Chances are, if you’re a manager in today’s business world, you’ve seen enough restaurants at the airport and “fasten your seatbelt” signs to last a lifetime. Regular flights have become a regular part of the work for many executives, and meetings, trainings and seminars are held throughout our country and around the world.
For those who love to fly, this is just another benefit. While for others the root canal sounds better than being in a metal pipe 30,000 feet above the ground. Although you can’t control whether you need to fly, you can choose as everything that travel will affect you.
Travel has its own set of health issues, so it’s important for you to know what they are and what you can do with them.
Low air pressure
Despite the fact that there is pressure inside the cabin, it is still much lower than the level you will feel at sea level. This can have several effects on your body including clogged ears and swollen arms and legs. Because the blood absorbs less oxygen, it can also cause dizziness or fainting, especially when standing.
Many of the frequent aviation visitors are unaware that the humidity in an airplane can drop to 20%. This is much lower than most people are used to, and can cause you to dehydrate easily. In addition to the fact that you feel thirsty, you can also dry out your eyes, nose and throat.
Conclusion / Blood clots
You know how you were told you had to get up from the table and walk around the office every hour to keep the blood flowing in your legs? The same goes for flight. Staying in one position for long periods of time, especially in tight spaces like an airplane seat, can increase the risk of blood clots forming on your legs, which can be fatal if they get into your heart or lungs.

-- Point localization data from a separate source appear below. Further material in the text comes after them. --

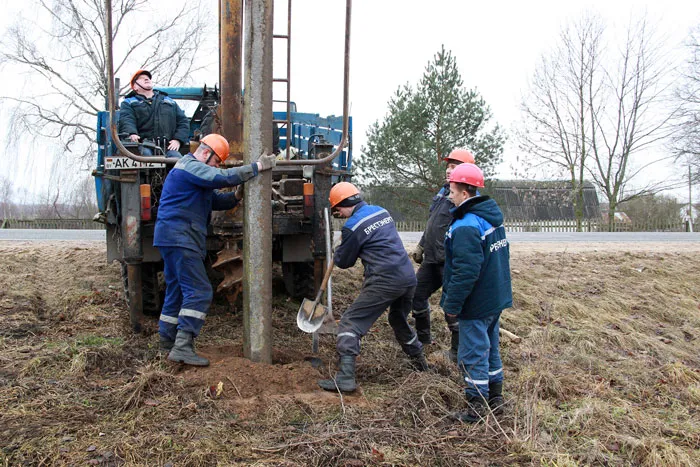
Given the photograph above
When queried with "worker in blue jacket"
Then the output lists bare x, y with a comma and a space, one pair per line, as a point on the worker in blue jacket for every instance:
147, 114
370, 234
189, 195
476, 289
430, 255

Prolonged flights that take you through the time zone can cause disorientation, lethargy and even abdominal nausea. In fact your body needs about one day to adjust its natural rhythm for each time zone you cross. You obviously can’t prevent jet lag at all, but there are some things you can do to reduce its impact on you.

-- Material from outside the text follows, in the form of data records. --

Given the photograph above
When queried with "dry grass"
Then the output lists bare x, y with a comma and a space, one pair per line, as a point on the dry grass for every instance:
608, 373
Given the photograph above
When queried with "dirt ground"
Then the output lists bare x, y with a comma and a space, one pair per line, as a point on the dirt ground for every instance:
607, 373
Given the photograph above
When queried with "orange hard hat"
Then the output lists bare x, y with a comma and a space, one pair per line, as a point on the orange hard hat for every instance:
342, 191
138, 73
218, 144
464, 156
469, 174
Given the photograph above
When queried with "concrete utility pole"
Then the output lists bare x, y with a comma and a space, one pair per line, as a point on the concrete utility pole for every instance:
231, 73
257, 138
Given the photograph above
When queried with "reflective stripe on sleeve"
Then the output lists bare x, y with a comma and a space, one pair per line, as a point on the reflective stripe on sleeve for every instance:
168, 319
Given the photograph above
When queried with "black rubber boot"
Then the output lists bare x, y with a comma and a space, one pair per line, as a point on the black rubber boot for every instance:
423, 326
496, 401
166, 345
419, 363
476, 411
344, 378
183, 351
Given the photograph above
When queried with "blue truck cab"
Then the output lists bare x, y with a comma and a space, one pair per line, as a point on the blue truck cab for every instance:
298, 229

Airline food can sometimes taste bad or harm you. It is usually loaded with preservatives and unnecessary fat. Therefore, your choice is limited. It is important to eat well before the flight and include lots of colorful vegetables, fruits and lots of fiber to keep the digestive system working. This ensures that your body is loaded with the nutrients needed to fight off any potential troubles.

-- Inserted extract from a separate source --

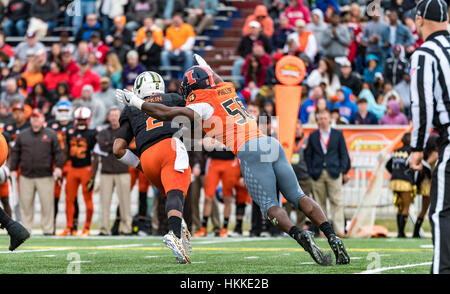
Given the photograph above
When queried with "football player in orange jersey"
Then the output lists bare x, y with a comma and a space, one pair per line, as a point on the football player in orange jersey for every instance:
17, 233
264, 164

On your next trip, consider the following tips:
12 tips for the busy traveler
- To combat ear congestion and pain, chew sugar-free chewing gum to help your ears pop. You can also pop them up by yawning or swallowing.
- If you are prone to swelling, be sure to wear loose clothing and take off your shoes during the flight.
- Drink plenty of water before and during the flight. Don’t rely on beverage service as employees may need some time, or they may lose services if there is severe turbulence. Always take a bottle of water with you on board – where possible.
- Avoid drinks that have a diuretic effect, such as coffee, tea and alcohol. If you absolutely need them, compensate for their effects by also drinking water with them.
- Get up and move. Don’t worry, you’re a weird guy who gets up all the time. You will be the healthiest guy on the plane!
- Avoid crossing your legs. You should also avoid prolonged stay in the same position.
- For long journeys, wear compression stockings that create extra pressure on your legs. You can buy them from a local chemist.
- Start adjusting to your new time as early as possible. If possible, change your watch at home a few days before the flight to start bringing the sleep cycle in your body closer to where you are heading. If this is not possible, set the clock to a new time as soon as you board the plane.
- Once you arrive at your destination, try not to sleep until normal sleep and stay in bed until it’s time to get up. This can be difficult, but will help your body rebuild faster.
- Take melatonin at bedtime, which can also help you fall asleep on purpose and helps regulate sleep.
- Why not pre-order a low-fat meal online to get the most healthy food possible.
- Large bags and overweight bags are a reliable way to stuff your neck or back, so it’s good to collect light and / or provide not only a suitcase but also hand luggage.
As you can make sure in advance planning and following the above 12 tips, your transition to a new destination or time zone will be unobstructed, creates less stress on your body, protecting you from lethargy, making a successful trip!